Have to agree with the concerns of buying from small ads/donedeal/buyandsell etc. The lengths that puppy farmers will go to in order to convince someone that they're a genuine breeder is scary - but then, of course they do, they have no morals and they make lots of money from it.  I've read where they have one respectable looking bitch for display purposes - in other words, they put any puppies of that breed from any other bitch with this "mother" and when you meet them, you're convinced that they're cared for and properly bred.
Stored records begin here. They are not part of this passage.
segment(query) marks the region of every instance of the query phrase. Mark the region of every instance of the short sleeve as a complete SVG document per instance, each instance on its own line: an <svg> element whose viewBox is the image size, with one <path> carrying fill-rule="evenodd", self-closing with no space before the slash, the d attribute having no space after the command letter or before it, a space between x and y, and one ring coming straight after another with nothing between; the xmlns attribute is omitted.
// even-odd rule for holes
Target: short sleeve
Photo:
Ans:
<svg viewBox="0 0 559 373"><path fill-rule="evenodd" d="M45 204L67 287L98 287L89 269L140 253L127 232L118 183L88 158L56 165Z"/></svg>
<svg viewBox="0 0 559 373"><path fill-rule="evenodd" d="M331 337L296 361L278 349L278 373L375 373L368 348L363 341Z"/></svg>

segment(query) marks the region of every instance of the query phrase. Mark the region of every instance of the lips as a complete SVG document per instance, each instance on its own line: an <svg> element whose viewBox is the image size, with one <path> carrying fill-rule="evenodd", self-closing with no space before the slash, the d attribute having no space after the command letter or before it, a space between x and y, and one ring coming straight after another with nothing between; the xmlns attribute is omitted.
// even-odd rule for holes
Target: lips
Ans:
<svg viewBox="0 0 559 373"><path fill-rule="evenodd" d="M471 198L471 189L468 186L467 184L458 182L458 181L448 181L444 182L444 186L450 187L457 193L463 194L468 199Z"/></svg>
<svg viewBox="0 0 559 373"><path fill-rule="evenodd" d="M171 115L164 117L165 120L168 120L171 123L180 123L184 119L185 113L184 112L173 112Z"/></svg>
Please be careful - we're servicing the UK market as well as our own because legislation and prosecution is non existant.

My own first port of call would be to look at local pounds and rescue shelters - there are many of them and they DO get every breed under the sun at one time or another. If you're on Facebook, many have their own pages.  Stringent adoption contracts are only right because they guarantee to you and them that the puppy/dog is valued and will be cared for properly.  

Otherwise, please use a registered breeder and seek advise from trusted vets and shelters if you're concerned. A dog is the best addition to any household and best of luck in finding one!


----------



## bb12 (13 May 2010)

fizzelina said:


> On the other hand I found on donedeal a dog that needed a new home (owners moving) and we are delighted with him. Donedeal is a very popular website - I'm sure breeders would use it also since if they didn't they would be cutting out a large potential buyers market.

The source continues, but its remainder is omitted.